Relentless Nazi prosecutions expose historic Jew-hatred still echoed today by modern anti-Israel extremists.

German prosecutors have launched an investigation into a 100-year-old suspected former Nazi camp guard, reinforcing Germany’s commitment to pursue Holocaust perpetrators even eight decades later. Authorities in Dortmund believe the man served at the Hemer prisoner-of-war camp between December 1943 and September 1944, a site where over 100,000 Soviet POWs were held and thousands died from brutality, starvation, and execution.

Prosecutor Andreas Brendel confirmed the probe after the case first surfaced in Bild, underscoring Germany’s renewed determination—sparked by the 2011 conviction of John Demjanjuk—to hold every surviving participant in Nazi atrocities accountable. Demjanjuk’s landmark ruling established that anyone serving in a death camp or killing system was culpable, even without direct evidence of individual murders.

Following that precedent, Germany has successfully prosecuted aging Nazi guards, including:

  • Bruno Dey (age 93) – convicted in 2020 of 5,232 counts of accessory to murder at Stutthof.
  • A 100-year-old Sachsenhausen guard charged in 2021 for complicity in a camp where 100,000+ were killed.

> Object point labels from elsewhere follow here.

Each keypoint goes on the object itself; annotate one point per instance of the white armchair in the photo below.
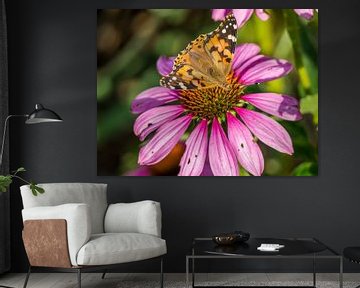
(72, 228)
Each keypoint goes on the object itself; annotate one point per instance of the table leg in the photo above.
(314, 271)
(187, 272)
(341, 273)
(193, 272)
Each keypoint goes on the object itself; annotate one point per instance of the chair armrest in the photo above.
(77, 218)
(138, 217)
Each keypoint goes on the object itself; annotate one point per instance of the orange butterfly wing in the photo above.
(206, 61)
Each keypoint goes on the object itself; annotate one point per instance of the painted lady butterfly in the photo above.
(206, 61)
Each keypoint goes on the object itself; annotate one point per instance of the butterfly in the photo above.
(206, 61)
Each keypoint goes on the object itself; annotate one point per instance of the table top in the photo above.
(293, 247)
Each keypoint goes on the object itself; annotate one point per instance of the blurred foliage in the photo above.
(6, 180)
(130, 41)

Still, many suspects evade justice only because they die or become medically unfit before trial—a sobering reminder of how little time remains to close the last chapters of Nazi accountability.

Several recent cases—including a 99-year-old suspect deemed unfit in 2024, and another Sachsenhausen guard who died before trial—reflect the race against time. Yet Germany continues efforts to pursue every living participant in the genocidal machinery that annihilated six million Jews.

This ongoing pursuit of justice stands in stark contrast to today’s rising antisemitism—particularly from anti-Israel extremists who praise terror groups and resurrect the same hateful rhetoric once used to justify Jewish persecution. By prosecuting the last Nazi perpetrators, Germany affirms an essential truth: Jewish lives must never again be dehumanized or abandoned.